Friends of George Sherman were shocked and saddened to learn of his death in a car accident on Nov. 16, 1992, in Erving, Mass. George was on his way to teach a course in cultural anthropology at Keene State College when a car driven by an 18-year-old boy tried to cross his path, resulting in a head-on collision. The crash cut short the energetic and creative life of a man remembered by many of his classmates as one of the more dynamic and uncompromising forces in a turbulent time.

George was born on Feb. 22, 1947, in New York, N.Y. He attended public school and the Horace Mann School. In 1969 he was awarded his B.A. in English from Amherst. He studied anthropology at Cornell University where he earned his M.A. in 1974. After completing three years of field research in North Sumatra, Indonesia, where he studied the social organization of Batak rice-farming people, he was awarded his Ph.D. in anthropology by Cornell in 1982.

He later expanded his work on the Batak and in 1990 completed his first book, Rice, Rupees, and Ritual: Economy and Society among the Samosir Batak of Sumatra, published by Stanford University Press. During the following years, George continued his research into the societies of farming cultures and contributed numerous articles on the subject to many journals including The American Anthropologist, Studies in Third World Societies and Indonesia.

George also maintained a longtime interest in the study of the phenomenon of Nazism and delivered several papers on that subject at meetings of the American Anthropological Association. Between 1973 and 1977, he won two Fulbright-Hayes fellowships, and in 1982, he won the Lauriston Sharp Prize of the Cornell Southeast Asia program.

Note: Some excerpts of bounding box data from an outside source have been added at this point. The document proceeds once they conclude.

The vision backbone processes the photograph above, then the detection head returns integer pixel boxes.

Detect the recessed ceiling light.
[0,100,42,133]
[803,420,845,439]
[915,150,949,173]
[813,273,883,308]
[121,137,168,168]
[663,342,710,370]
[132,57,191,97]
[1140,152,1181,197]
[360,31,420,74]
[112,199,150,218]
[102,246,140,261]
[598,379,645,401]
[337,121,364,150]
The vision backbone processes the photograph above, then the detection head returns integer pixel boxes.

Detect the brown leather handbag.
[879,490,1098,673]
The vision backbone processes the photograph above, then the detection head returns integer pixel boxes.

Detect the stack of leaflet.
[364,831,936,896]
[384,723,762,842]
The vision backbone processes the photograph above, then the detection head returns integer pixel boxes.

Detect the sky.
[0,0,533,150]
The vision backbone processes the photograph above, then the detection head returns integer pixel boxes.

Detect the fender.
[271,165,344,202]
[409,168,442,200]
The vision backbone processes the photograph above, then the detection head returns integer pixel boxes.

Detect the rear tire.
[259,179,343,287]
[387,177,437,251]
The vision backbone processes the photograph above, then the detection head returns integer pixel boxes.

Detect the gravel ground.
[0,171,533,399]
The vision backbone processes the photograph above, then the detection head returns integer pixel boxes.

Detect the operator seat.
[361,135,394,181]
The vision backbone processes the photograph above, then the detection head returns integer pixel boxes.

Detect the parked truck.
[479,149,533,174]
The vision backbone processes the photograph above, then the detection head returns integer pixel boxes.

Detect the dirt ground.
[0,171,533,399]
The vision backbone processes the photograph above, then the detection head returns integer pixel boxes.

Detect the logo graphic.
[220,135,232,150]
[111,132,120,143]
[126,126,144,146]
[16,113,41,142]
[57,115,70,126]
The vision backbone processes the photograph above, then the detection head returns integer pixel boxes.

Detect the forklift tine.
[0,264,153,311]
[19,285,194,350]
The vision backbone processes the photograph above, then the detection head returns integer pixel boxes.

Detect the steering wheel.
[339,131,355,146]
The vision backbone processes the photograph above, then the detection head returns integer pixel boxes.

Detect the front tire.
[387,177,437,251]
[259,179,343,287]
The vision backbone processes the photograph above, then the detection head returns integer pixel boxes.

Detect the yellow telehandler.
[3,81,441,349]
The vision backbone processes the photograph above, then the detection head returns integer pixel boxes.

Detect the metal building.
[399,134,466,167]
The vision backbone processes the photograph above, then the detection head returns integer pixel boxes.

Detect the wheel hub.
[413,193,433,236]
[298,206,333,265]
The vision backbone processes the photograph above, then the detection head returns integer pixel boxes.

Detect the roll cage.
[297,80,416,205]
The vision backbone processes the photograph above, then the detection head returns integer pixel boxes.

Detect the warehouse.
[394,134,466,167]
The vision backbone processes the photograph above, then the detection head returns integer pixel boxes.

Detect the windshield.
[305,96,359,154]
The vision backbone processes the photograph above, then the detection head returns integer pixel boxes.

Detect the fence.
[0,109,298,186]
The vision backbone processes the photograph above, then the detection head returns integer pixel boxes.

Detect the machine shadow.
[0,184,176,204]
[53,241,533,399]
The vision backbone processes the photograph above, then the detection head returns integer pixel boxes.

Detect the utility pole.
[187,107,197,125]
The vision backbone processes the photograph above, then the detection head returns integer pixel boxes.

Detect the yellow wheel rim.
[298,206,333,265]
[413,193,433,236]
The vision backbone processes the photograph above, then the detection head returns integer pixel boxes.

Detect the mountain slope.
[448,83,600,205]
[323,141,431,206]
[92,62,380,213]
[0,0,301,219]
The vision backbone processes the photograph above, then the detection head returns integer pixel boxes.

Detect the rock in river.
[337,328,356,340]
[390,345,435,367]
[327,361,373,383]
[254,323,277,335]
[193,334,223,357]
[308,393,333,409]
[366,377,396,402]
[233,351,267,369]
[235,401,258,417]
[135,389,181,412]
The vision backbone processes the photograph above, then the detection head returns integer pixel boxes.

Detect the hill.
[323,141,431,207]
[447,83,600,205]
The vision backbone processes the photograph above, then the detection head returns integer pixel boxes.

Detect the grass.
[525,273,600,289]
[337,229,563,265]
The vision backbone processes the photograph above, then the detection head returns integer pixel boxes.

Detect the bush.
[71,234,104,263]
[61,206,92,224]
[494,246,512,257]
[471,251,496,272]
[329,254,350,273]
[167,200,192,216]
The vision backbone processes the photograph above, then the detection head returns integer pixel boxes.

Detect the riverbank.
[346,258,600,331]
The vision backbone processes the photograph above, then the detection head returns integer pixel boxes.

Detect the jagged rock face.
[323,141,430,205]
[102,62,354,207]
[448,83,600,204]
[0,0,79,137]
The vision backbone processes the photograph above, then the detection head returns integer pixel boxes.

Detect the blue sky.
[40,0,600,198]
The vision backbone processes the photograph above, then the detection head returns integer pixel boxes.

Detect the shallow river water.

He was also an avid organic farmer, tireless father and supporter of the community. In 1969 he helped found a small communal farm in Wendell, which remained his home until his untimely death. He traveled the United States pursuing his academic goals and teaching but always returned to Wendell where he farmed and raised his daughter. Since 1984 he held teaching positions at Southern Illinois University at Carbondale, Dartmouth College and the University of California, Irvine. At the time of his death, he was teaching at Keene State College in New Hampshire and completing a book on Nazism.

George was a co-founder of the Crashing Tower Pickle Company, which produced organic dill pickles to celebrate an early act of ecotage to stop the nuclear power plant planned for Montague. He was active in the publication of the Wendell Post and worked for peace and justice as an individual and with the Traprock Peace Center.

Even the solid granite foundations of Amherst College shook during the tumult of the 1960s, and the class of 1969, with George’s help, added a good deal of energy to that process. This period was the beginning of the end of the old fraternity system, and many of us remember well the first non-fraternity, Phi Psi, leading the way, and George, from his tree-top level, third floor suite, directing the progress. It was in this large airy studio hung with silks that George organized his intellectual life, held forth on Bach and Bob Dylan to the many who were interested enough to wander by, day or night, and bent over the books and journals that were so much of this world.

Politics and the fight for rights for the oppressed were always primary in George’s mind, and when he thought he had done as much as he could do to shake up Amherst, he transferred to Columbia for a year to help the famous “strike” there.

George was the son of the late Isaac Sherman and the late Tamara Manela (Sherman). He leaves his daughter, Ruth Sherman; a sister, Reena Moss; and a brother, Alexander Sherman, along with many cousins, nieces and nephews.